Digitale Zwangsarbeit

Die italienische Zeitung il manifesto zu Arbeitsbedingungen bei Amazon Italien

  • Roberto Maggioni
  • Lesedauer: 3 Min.
Amazon – Digitale Zwangsarbeit

Wenn die Ausbeutung von Feldarbeitern auf einen neuen Technologiekoloss übergeht, wird sogar das klassische Kopfgeld »digital«. Dies ist bei Amazon der Fall. Die Untersuchung der Mailänder Staatsanwaltschaft – der 21. im Logistiksektor in nur wenigen Jahren –, hat die Guardia di Finanza dazu veranlasst hat, 121 Millionen Euro bei dem multinationalen E-Commerce-Unternehmen zu beschlagnahmen.

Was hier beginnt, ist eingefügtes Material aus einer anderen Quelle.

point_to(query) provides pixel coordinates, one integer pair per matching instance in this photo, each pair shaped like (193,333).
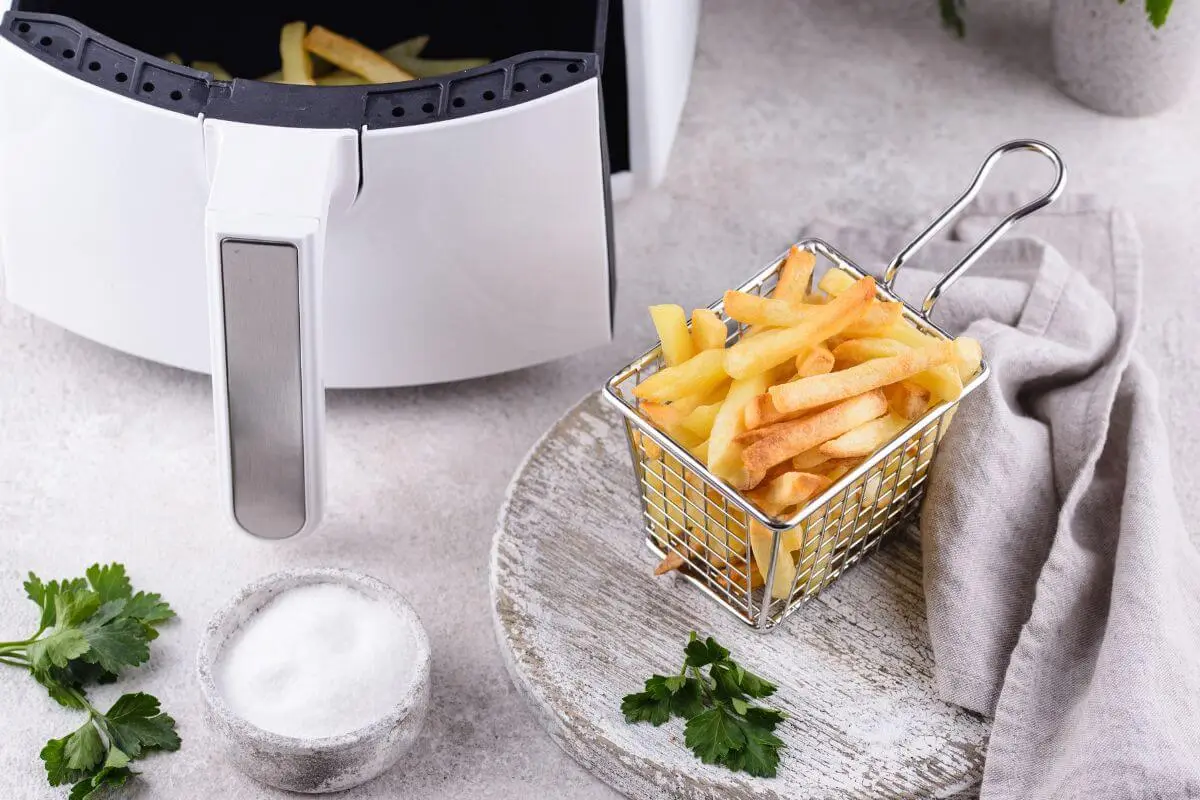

Für den milliardenschweren Amazon-Eigentümer Jeff Bezos sind das nur Brosamen – die aber einen Unterschied für die Arbeitnehmer machen, die nun auf eine reguläre Beschäftigung und angemessene Löhne hoffen können. Die Untersuchung, wie auch die anderen, die von den Staatsanwälten Paolo Storari und Valentina Mondovì durchgeführt wurden, hat den Schleier über die sogenannten »Arbeitskräftepools« gelüftet. Jene Systeme, mit denen sich große Unternehmen Gewinne und wettbewerbsfähige Preise sichern, indem sie Arbeitnehmer über »Filter«-Unternehmen ausbeuten. Ein System, das auch bei den Ermittlungen gegen DHL, GLS, Uber, Lidl und andere ans Licht kam, die wegen der Beschwerden der Basisgewerkschaft SI Cobas durchgeführt wurden.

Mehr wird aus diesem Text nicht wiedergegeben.